Week 8--Iambic pentameter: I'd always heard that Renaissance authors favored iambic pentameter because it was supposedly the closest rhythm to the human heartbeat, the most beautiful rhythm in the world. I never understood why anyone would think a heartbeat is beautiful, but when you're watching that tiny flutter on the ultrasound screen and listening to 167 healthy, perfect beats a minute...you get it. Nothing has ever sounded so lovely. Dallas realized that there's actually something living inside of me and immediately started chewing on his jacket.

Week 9--Don't drink, don't smoke. Don't caffeinate?: I quit smoking and drinking immediately, just as I always said I would. Dropping the alcohol and cigarettes wasn't so bad, really. Much easier than I expected. BUT THE CAFFEINE! Like my sister says, "Drinking decaf is like bleaching your hair when it's actually jet black." Decaf coffee is just unnatural.

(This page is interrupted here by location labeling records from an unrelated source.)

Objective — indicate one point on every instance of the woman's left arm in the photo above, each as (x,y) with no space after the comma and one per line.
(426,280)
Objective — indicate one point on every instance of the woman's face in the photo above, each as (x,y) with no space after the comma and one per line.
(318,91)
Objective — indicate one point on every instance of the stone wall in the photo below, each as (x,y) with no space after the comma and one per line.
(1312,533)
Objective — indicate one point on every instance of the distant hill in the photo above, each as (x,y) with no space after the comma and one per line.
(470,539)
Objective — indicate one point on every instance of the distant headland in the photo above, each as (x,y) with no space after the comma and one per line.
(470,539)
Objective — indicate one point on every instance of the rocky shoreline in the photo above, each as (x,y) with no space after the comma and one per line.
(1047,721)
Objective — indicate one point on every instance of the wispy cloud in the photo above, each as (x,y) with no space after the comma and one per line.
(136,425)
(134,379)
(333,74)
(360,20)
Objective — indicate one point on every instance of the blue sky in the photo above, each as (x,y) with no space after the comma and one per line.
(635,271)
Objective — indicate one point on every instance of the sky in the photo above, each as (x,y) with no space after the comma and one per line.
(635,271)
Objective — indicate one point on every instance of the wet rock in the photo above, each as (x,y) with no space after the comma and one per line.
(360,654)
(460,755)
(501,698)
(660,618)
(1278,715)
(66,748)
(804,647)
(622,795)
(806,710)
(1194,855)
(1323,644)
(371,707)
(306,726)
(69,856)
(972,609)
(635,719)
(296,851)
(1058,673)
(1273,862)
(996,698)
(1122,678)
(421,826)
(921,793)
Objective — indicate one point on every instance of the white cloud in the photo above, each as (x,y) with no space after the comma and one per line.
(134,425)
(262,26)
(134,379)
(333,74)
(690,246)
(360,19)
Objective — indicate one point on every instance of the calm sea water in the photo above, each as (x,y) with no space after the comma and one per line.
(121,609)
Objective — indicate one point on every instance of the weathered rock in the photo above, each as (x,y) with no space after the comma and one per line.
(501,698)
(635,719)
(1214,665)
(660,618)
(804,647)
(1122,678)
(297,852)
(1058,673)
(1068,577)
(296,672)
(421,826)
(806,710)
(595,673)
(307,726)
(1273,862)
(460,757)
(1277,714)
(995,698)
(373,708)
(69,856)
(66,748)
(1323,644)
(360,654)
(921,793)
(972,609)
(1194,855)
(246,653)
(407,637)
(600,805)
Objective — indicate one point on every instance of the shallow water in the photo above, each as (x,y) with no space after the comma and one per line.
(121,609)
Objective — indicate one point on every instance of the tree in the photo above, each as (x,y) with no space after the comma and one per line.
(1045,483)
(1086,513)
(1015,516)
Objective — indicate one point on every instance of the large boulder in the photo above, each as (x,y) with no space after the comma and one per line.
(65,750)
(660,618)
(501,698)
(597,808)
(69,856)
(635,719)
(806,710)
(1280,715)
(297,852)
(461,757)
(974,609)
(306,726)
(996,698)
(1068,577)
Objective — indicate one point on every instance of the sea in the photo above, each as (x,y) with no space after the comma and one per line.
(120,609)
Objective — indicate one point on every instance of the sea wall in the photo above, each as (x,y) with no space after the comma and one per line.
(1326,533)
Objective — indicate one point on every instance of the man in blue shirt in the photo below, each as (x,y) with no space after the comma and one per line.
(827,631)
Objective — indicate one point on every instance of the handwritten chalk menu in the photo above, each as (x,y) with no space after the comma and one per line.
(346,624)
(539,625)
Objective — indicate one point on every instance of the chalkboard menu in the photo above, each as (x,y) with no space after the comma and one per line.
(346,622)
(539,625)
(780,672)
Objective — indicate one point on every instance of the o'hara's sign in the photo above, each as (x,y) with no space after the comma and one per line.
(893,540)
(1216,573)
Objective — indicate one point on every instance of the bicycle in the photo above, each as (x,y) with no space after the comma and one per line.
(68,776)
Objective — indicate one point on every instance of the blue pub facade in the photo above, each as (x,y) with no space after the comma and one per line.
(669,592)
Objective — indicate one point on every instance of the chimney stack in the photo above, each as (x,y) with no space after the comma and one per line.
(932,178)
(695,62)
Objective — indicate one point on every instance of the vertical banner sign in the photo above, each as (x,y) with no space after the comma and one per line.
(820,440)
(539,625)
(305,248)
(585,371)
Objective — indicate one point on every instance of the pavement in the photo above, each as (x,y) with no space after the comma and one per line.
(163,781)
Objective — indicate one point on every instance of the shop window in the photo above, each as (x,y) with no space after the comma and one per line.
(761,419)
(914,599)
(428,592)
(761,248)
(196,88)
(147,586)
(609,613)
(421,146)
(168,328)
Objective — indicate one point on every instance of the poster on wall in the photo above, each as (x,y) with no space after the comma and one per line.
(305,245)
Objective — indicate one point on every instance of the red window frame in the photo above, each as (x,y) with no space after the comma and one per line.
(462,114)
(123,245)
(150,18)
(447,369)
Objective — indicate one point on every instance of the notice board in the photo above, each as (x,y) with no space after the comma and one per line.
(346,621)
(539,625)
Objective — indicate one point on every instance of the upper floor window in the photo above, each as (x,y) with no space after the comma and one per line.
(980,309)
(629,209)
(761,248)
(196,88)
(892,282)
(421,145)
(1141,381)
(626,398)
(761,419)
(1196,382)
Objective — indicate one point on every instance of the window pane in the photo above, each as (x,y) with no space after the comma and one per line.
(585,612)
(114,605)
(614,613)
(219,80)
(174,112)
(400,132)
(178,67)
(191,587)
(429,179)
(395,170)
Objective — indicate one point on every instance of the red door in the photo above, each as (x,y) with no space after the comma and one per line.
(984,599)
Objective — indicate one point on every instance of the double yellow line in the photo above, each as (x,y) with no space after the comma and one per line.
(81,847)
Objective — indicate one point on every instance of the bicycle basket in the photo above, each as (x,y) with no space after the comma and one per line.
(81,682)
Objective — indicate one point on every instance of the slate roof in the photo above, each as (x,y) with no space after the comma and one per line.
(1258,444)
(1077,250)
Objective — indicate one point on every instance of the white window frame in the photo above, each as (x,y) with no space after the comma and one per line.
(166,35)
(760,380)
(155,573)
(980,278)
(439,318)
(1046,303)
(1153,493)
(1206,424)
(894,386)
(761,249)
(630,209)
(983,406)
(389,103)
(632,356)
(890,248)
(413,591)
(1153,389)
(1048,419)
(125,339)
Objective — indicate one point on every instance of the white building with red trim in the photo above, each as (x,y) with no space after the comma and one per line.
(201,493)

Week 10--Christmas "surprise": Dallas and I always said that if I ever got pregnant, we would wait to make it public until I was out of the first trimester. In actuality, we told our parents within a week of finding out and the rest of our families on Christmas day. It was a personal decision we made about what is essentially a personal matter. Dallas's brother and sisters were actually surprised (and so happy and supportive!), but my family...well...a big portion of them live together, and they're pretty observant. My sister-in-law figured it out, and my big brother noticed that I wasn't smoking and that Dallas was constantly hovering around my uterus, protecting it from my nephews' flying elbows. And, of course, my little brother lives with Dallas and me, so he was bound to find out. The only people who didn't know were my big sister and my grandfather. This was not at all what I'd planned and has caused a whole lot of drama, which I won't get into. Everyone is healthy. The rest doesn't matter.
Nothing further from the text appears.